12 janvier 2020 12:02; Act: 13.01.2020 06:43 Print

«Les Bronzés font du ski» sont de retour à Val d'Isère

Les acteurs français du film étaient dans la station de ski qui a servi de décor à cette comédie culte, samedi, pour fêter les 40 ans de sa sortie.

Sur ce sujet
Une faute?

Les protagonistes ont pris quelques rides, le film pas une: le froid piquant de Val d'Isère, dans les Alpes françaises, a bien conservé l'humour des Bronzés, réunis samedi dans la station savoyarde pour les 40 ans de l'aventure à ski.

Pour l'occasion, les acteurs Thierry Lhermitte, Marie-Anne Chazel, Gérard Jugnot et Bruno Moynot, le producteur Yves Rousset-Rouard et le réalisateur Patrice Leconte sont revenus sur les lieux du tournage de cette comédie devenue culte pour le cinéma français.

«La neige n'a pas changé»

Seul Gérard Jugnot a profité du grand beau temps pour skier un peu et effectuer son petit «pèlerinage». «Ca a changé quand même, enfin la neige n'a pas changé», a-t-il plaisanté. «On a revu des endroits où on avait tourné, ça c'est rigolo», a ajouté Gérard alias Bernard, pour qui «c'est un truc de fou ce film, on pensait pas que 40 ans plus tard on en entendrait parler». «Il n'y a pas de recette, c'est un mélange, il y a un côté permanent des vacances au ski, les personnages inventés, le rire qui tient le choc, la question est sans réponse», a estimé Marie-Anne Chazel/Gigi.

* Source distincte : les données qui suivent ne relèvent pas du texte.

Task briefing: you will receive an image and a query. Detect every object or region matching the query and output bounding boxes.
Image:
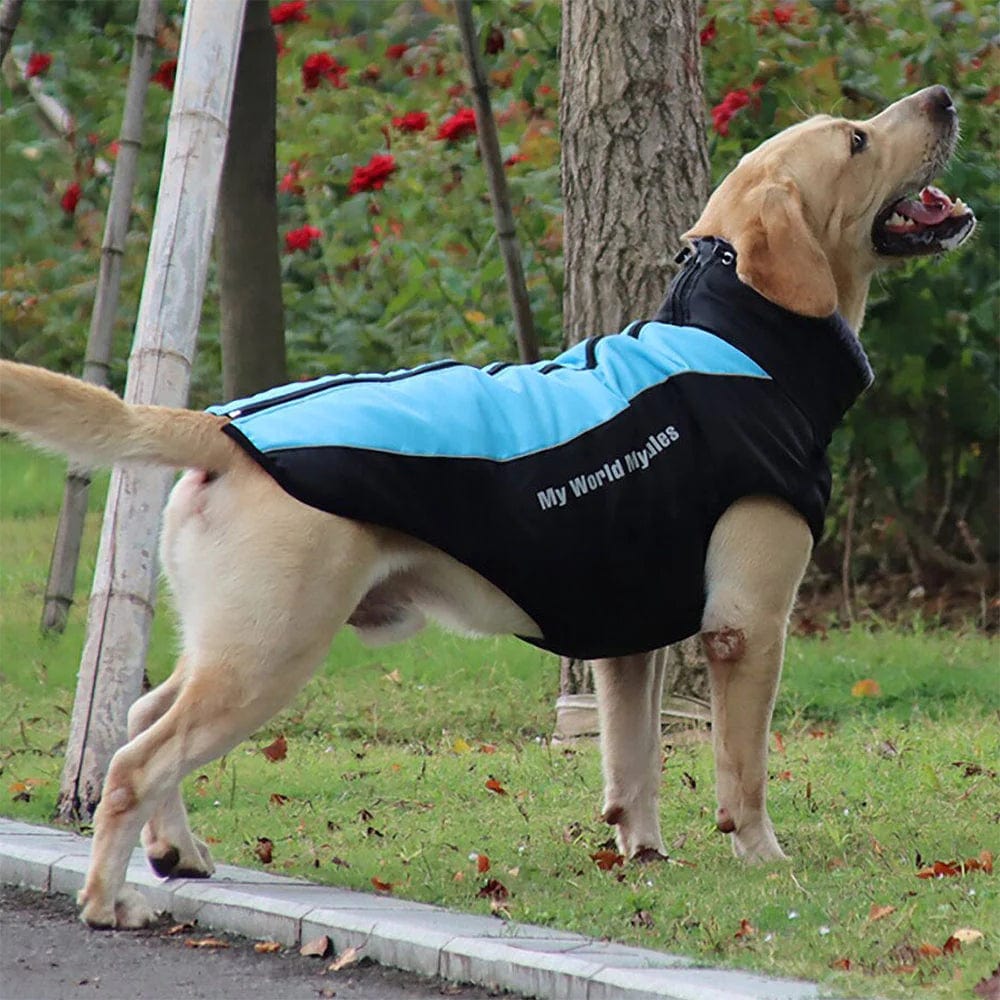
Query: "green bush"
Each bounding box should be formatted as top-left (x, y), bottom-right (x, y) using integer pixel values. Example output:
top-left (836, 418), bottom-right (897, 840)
top-left (0, 0), bottom-right (1000, 585)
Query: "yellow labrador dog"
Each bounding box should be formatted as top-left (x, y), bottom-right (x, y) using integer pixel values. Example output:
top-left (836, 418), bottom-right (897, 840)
top-left (0, 87), bottom-right (975, 928)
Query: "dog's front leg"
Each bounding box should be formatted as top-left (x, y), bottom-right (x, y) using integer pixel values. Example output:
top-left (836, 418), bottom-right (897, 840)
top-left (594, 653), bottom-right (664, 861)
top-left (701, 497), bottom-right (812, 861)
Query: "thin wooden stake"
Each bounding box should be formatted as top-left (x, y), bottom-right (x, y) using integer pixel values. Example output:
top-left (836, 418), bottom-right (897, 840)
top-left (42, 0), bottom-right (159, 632)
top-left (57, 0), bottom-right (245, 822)
top-left (0, 0), bottom-right (24, 63)
top-left (455, 0), bottom-right (538, 362)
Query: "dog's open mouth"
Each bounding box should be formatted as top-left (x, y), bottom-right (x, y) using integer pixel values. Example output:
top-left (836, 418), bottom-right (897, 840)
top-left (872, 187), bottom-right (976, 257)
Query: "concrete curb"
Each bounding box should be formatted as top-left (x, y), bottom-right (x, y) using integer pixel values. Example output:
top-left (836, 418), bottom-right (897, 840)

Les acteurs ont retrouvé leur public en fin d'après-midi sur l'avenue Olympique. Ils ont commenté certaines scènes et répliques mythiques, diffusées devant eux sur grand écran, avant de se voir apporter un gâteau spécialement réalisé par le meilleur ouvrier de France pâtissier, Patrick Chevallot, de Val d'Isère.

«Pays merveilleux!»

Les acteurs ont également reçu leur poids en cuvée spéciale «40ème anniversaire les bronzés font du ski» par le producteur Yves Rousset-Rouard, aujourd'hui vigneron. Dans la station, des petits panneaux reprenant des répliques ont été installés aux endroits-clé du film, comme le télésiège Bellevarde Express avec «Quand te reverrais-je? Pays merveilleux!», quand le personnage de Michel Blanc se retrouve coincé, ou au restaurant la Grande Ourse pour «Ils ne tomberont pas plus bas», lorsque le personnage de Bernard fait tomber tous les skis apposés contre le porte-skis.

«On pouvait pas imaginer que des enfants qui n'étaient même pas au stade de l'échographie connaîtraient des dialogues par coeur», a résumé Patrice Leconte, encore tout surpris de la destinée de ce film.